Das Oberlandesgericht Koblenz (Az. 2 W 627/18) entschied im Frühjahr 2019 in einem Beschwerdeverfahren Fragen zu den Voraussetzungen eines Ordnungsgeldes gegen eine ausbleibende Partei, deren persönliches Erscheinen nach § 141 ZPO angeordnet war, und der Zurechnung der Verschuldens der Prozessbevollmächtigten der Partei.

Den Volltext der Entscheidung finden Sie hier.

Zusammenfassung

Der Senat entschied, dass es im Rahmen der Ordnungsmittelentscheidung auf das persönliche Verschulden der Partei ankommt und ein Verschulden des Prozessbevollmächtigten ihr nicht zugerechnet wird. Dies bestätigte das Gericht ausdrücklich für den Fall, dass der Prozessbevollmächtigte eine nach § 141 ZPO ausreichende Vollmacht abredewidrig nicht nutzt, sowie für einen rechtsfehlerhaften Rat des Prozessbevollmächtigten, auf den vertrauend die Partei zum Termin trotz der Anordnung des persönlichen Entscheidens nicht erscheint.
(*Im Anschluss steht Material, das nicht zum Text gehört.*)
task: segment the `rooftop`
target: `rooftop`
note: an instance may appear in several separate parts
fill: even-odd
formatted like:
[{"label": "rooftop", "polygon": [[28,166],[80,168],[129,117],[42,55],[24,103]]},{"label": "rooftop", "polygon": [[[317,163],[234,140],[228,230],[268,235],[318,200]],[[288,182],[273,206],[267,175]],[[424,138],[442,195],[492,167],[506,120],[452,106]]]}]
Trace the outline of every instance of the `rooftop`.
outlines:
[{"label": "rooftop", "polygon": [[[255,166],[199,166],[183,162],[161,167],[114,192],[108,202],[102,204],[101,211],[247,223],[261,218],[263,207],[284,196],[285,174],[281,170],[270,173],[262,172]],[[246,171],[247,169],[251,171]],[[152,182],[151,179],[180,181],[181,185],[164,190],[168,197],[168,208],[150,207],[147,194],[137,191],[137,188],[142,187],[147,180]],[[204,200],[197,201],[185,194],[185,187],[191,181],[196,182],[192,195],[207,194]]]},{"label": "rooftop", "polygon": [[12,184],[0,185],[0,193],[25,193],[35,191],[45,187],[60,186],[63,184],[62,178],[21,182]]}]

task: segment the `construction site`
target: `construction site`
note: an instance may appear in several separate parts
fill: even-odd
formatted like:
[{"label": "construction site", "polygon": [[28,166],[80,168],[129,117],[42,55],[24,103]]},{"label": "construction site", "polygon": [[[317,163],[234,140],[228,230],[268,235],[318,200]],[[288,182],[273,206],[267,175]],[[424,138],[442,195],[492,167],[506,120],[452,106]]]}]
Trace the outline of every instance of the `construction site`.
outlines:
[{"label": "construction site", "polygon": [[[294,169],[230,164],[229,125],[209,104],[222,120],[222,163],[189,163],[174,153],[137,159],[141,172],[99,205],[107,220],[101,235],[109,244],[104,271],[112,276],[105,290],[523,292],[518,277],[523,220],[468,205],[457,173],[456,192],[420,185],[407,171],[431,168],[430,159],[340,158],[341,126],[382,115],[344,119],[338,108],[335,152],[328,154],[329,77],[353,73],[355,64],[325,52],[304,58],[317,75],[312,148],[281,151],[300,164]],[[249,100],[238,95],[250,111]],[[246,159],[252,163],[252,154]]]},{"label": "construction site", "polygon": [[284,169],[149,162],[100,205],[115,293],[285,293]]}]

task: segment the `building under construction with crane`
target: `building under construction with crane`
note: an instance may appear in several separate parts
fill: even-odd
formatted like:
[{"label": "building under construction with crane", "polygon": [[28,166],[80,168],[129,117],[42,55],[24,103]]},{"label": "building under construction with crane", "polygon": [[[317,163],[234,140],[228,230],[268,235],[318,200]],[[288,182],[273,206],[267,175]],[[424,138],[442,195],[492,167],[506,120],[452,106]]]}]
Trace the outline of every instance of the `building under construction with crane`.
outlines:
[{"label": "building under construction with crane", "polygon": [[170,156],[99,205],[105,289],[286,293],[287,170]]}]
Zudem bestätigte das Gericht, dass die Kosten auch des erfolgreichen Beschwerdeverfahrens nicht der Gerichtskasse aufzuerlegen sind, sondern entsprechend der Kostenentscheidung der Hauptsache verteilt werden.

Hintergrund und Entscheidung

Das Landgericht Koblenz bestimmte Termin zur mündlichen Verhandlung und ordnete das persönliche Erscheinen der Beklagten an. Der Geschäftsführer der Beklagten, einer GmbH, teilte dem Landgericht im Vorfeld des Termins mit, dass der Prozessbevollmächtigte der Beklagten gemäß § 141 Abs. 3 S. 2 ZPO bevollmächtigt sei.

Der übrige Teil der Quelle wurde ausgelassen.